Smart programming suggests that you take turns focusing on strength and size by periodizing, planning, and structuring workouts to excel at one particular goal at a time. Thus both strength and size will improve over time. Building strength will create the platform to support size and thus should be an integral part of your overall training program. But focusing on the perfect shape is likely the goal of every man on the planet, and if it isn’t, it should be because it’s cool to be big and lean.

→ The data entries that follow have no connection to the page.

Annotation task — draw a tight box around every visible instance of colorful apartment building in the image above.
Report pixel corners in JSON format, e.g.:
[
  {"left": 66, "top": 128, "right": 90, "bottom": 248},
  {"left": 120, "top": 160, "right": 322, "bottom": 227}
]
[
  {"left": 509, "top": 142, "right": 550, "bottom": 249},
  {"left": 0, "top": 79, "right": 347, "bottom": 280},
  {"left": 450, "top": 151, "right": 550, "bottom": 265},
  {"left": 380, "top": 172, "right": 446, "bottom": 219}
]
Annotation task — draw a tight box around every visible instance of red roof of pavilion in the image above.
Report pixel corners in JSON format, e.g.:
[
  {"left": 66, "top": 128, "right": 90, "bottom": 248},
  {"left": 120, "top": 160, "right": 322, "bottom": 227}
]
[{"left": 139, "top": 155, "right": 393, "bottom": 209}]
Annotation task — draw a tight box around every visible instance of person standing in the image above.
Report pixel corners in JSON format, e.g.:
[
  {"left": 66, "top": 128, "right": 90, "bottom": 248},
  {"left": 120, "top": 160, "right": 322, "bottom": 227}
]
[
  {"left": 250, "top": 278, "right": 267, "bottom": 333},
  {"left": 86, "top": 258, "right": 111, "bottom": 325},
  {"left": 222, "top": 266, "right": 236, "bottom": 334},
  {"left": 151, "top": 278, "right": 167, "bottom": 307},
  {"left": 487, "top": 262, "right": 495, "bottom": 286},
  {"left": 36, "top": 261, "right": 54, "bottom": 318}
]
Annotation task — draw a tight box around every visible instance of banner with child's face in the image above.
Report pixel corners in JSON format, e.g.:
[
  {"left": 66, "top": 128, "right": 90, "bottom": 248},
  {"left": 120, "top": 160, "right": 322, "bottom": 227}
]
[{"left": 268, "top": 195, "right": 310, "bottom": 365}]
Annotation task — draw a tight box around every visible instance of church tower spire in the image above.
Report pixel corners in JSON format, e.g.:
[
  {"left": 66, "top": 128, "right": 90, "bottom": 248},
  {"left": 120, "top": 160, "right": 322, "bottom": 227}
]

This leads to the question of which method is better as far as sets and reps versus the amount of weight you lift. You’ve heard it before: “Lift big to get big.” You’ve also heard: “More volume equals greater size.” In principle, both are right, but in application it simply depends on the person and how they define the parameters of their program. If you do few reps but lift real heavy, you will increase size in the long run because your strength increases exponentially. However, your size gains will be slower than if you do many reps and sets with slightly lighter weight, because you can achieve greater volume, which, both in theory and practice, increases size more rapidly. In the size race, you tend to sacrifice a little strength, but since the time your muscles spend under load is quite a bit longer it ultimately proves to be the better route. However, a true strength athlete knows that lifting heavy loads with fewer reps—and a never-die attitude that drives home more sets—can create a volume that is not far off the mark to produce some decent muscle mass while keeping strength.
So again, we could challenge the right method, but ultimately you have to choose the one that will keep you in the gym and pushing your limits. My vote? You train for both strength and size in an approach similar to the programs I have advocated in the past.